I love Entourage. We all do. Actually, we all don’t. No one watches this show. I know, Entertainment Weekly and popular culture in general would have you believe that this is a show everyone watches but that's a big fat lie. Of course, everyone I know watches it but apparently no one else in America does. This show is the ying to American Idol’s yang. It’s 5 million times cooler and better and yet America could give a fuck. I blame that whole “middle of the country” people have told me about. I’ve seen pictures and heard stories but I didn’t think it could be real. It is. And normally I wouldn’t care, but it kinda means that there’s more American Idol’s to come and less Entourage’s.

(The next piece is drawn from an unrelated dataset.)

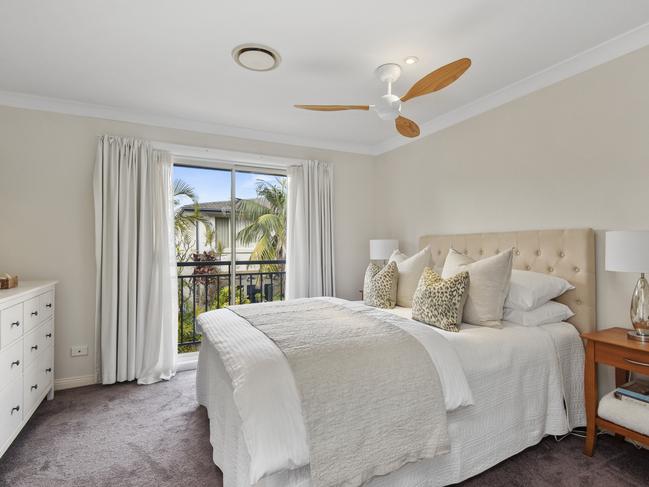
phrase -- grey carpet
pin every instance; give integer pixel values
(129, 435)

That sucks. Listen, middle of the country, if you like American Idol so much, do us all a favor and just go to a fricking karaoke bar and then come home, kick your feet up, and watch Entourage.
If you didn’t know this about me, I am firmly entrenched with Team LC. If you don’t know what that means, then you obviously never watch TV’s version of crack cocaine: Laguna Beach. Laguna Beach is the reason I relate to Whitney Houston, crack maybe whack, but if it’s anything like Laguna, it’s so bad it’s rad (sorry). Anyway, this is the spinoff with my favorite Laguna girl LC. The only hesitancy I have to this show is my knowledge that LC is currently still dating that douchebag Jason. Oh, I fucking hate that guy. But I probably hate him in the same way that I hate every Real World dude, where I’m still compelled to watch them and thus feel better about my own life. Except for I don't get to go out with LC, or have a girlfriend at all really...but I can grow a better beard than him! So suck on that, Jason!
Let’s be honest, there’s only one reason I’m watching this show: Dylan McKay. It’s just a rule at this point, if Luke Perry, Jason Priestley, Brian Austin Green, or any other 90210-er are in a show, I’m watching (exceptions being that evil bitch Brenda and Jennie Garth’s WB show). And I read the trades everyday on the off chance I will see those magic words: “The Ian Ziering Project”. Also, the premise of this show is pretty cool. 20 friends win the lottery and then everything goes to hell. Solid idea. But you do have to wonder why a "regular network" is dumping this thing in the summer. I hope it's good, especially because I hate when a cool idea is wasted. Oh who am I kidding? I hope it's good for Luke's sake.